Students explore the relationship between science, technology and Christian ethics. This allows them to consider possible implications for society, marriage and the family.
In their study of life and death issues, students focus on the moral debates surrounding abortion and the ethics of assisted suicide and euthanasia. Students also explore the relationship between ethics and other aspects of human experience.
Again, students study religion over 10 periods a week. They further develop their study of the two modules: The Theology of the Gospel of Luke and Ethics and Society. Again assessment is through two examinations which make up 60% of the full GCE A Level.

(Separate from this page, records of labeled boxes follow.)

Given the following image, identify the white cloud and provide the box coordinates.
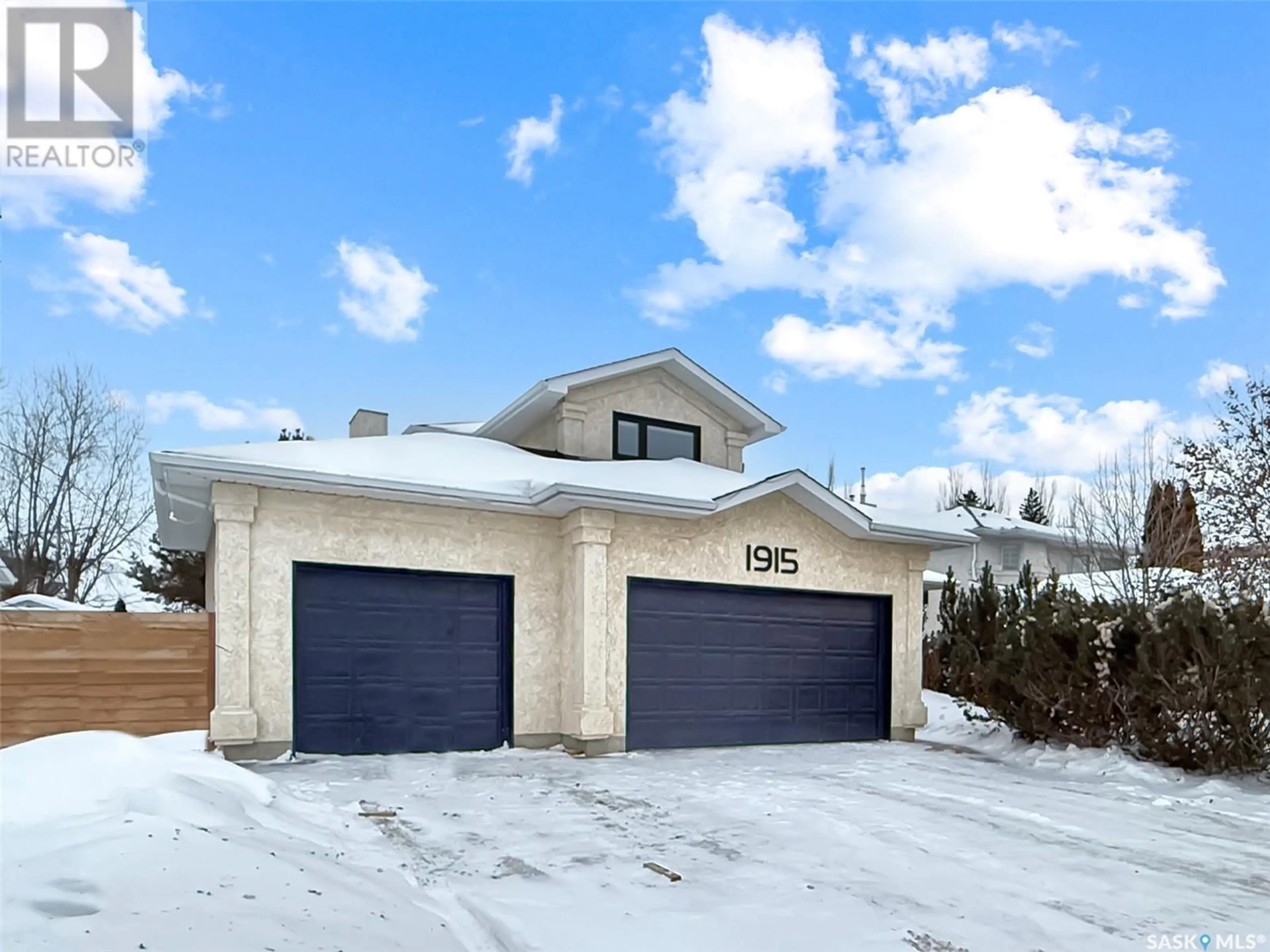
[0,0,211,227]
[53,231,189,333]
[1195,361,1249,396]
[851,30,988,128]
[948,387,1205,472]
[638,15,1224,377]
[992,20,1078,63]
[1010,321,1054,361]
[335,239,437,341]
[146,390,304,430]
[507,95,564,185]
[763,313,961,383]
[845,462,1084,515]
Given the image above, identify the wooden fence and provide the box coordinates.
[0,611,215,746]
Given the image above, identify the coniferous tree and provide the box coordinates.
[127,532,207,612]
[1177,484,1204,573]
[1142,482,1204,573]
[1019,486,1049,526]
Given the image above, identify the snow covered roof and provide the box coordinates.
[405,420,485,435]
[931,505,1067,542]
[1058,569,1199,599]
[467,346,785,443]
[150,432,974,551]
[0,594,104,612]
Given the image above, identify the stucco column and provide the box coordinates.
[724,430,749,472]
[561,509,614,753]
[210,482,258,744]
[890,556,930,740]
[556,401,587,456]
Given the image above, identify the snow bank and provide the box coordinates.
[0,731,461,952]
[0,731,274,826]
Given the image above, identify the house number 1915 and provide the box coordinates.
[745,546,798,575]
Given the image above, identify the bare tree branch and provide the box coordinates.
[0,366,151,602]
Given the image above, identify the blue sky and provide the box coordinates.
[0,3,1270,515]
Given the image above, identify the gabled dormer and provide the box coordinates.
[406,348,785,472]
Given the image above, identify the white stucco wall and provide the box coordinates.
[212,484,928,742]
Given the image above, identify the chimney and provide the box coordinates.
[348,410,389,437]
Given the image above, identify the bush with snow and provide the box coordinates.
[925,565,1270,773]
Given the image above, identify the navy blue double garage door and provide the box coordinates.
[293,564,890,754]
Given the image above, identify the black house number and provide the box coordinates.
[745,546,798,575]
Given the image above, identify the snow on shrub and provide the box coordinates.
[926,565,1270,773]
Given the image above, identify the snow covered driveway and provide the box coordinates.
[260,698,1270,952]
[0,695,1270,952]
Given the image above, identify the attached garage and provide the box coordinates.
[626,579,890,749]
[159,349,978,759]
[292,564,512,754]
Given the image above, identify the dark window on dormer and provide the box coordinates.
[614,413,701,462]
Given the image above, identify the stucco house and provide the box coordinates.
[925,506,1120,633]
[150,349,977,758]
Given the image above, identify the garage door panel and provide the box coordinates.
[626,579,889,749]
[293,565,511,754]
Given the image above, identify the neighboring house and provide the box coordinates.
[923,506,1118,633]
[150,349,977,758]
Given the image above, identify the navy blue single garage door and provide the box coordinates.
[626,579,890,749]
[292,564,512,754]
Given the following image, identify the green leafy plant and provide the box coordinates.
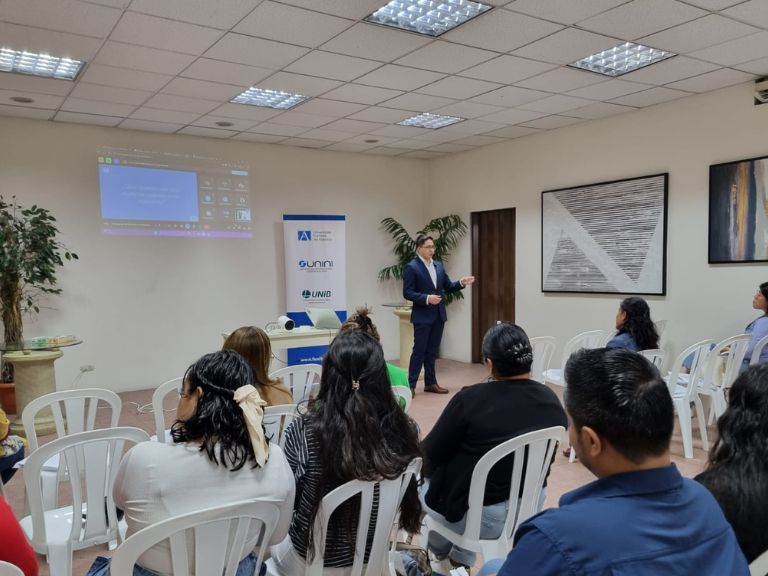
[379,214,467,304]
[0,196,78,343]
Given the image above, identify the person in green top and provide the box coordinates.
[339,306,411,410]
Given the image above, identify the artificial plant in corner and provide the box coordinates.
[0,196,78,343]
[379,214,467,304]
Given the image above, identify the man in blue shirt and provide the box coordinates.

Unit A2 6: Islam in a Contemporary Context
In this unit, students consider the beliefs and practice of Islam in the context of the modern world. They consider the division between Sunni and Shi’a Islam in the context of its religious and political origins and of its contemporary significance.
Students learn about what is common to both groups of Muslims and what is distinctive of each. Students also focus on women and family life, along with ‘respect for life’ issues.
The final theme is conflict, freedom of belief and orthodoxy. In this theme students consider orthodoxy and interpretations of orthodoxy that construct boundaries around religions and communities.
The positive contribution of religion in resolving conflict and controversy is an important issue relating to division and conflict.
Students initially study this theme in relation to Islam. It then provides a perspective from which students can consider the content of other units.
Unit A2 7: Global Ethics
At the start of this unit, students focus on moral theory. This includes the origins and development of virtue ethics and a study of free will, determinism and libertarianism.
The moral theory underpins the study of global ethics, focusing on topical issues in the world today.
Students learn about global rights, including the historical development of Christian and secular perspectives on human rights. These focus on sexual identity and gender-related issues. Students examine the nature and purpose of justice and punishment and the problems presented by contemporary warfare as global ethical issues.
In the final theme on conscience, freedom and tolerance, students consider the notion of moral duty and the link between religion and morality.
An important issue relating to the capacity for religion to promote tolerance is the question of whether fundamentalism has the opposite effect.
Students initially study this theme in relation to religious ethics. It then provides a perspective from which students can consider the content of other units.
Diocesan Faith Awards
Our Senior students are given the opportunity to become involved in projects which help them to put their faith into action. The Armagh Diocese has the Muiredach Cross Award for Year 11-12 students and the John Paul II Award for Year 13-14 students.
This involves students gaining credit for active work in their school and parish such as liturgical reading, Eucharistic minister, cleaning the church, singing in church, charity work and social justice projects such as helping Trocaire and SVP.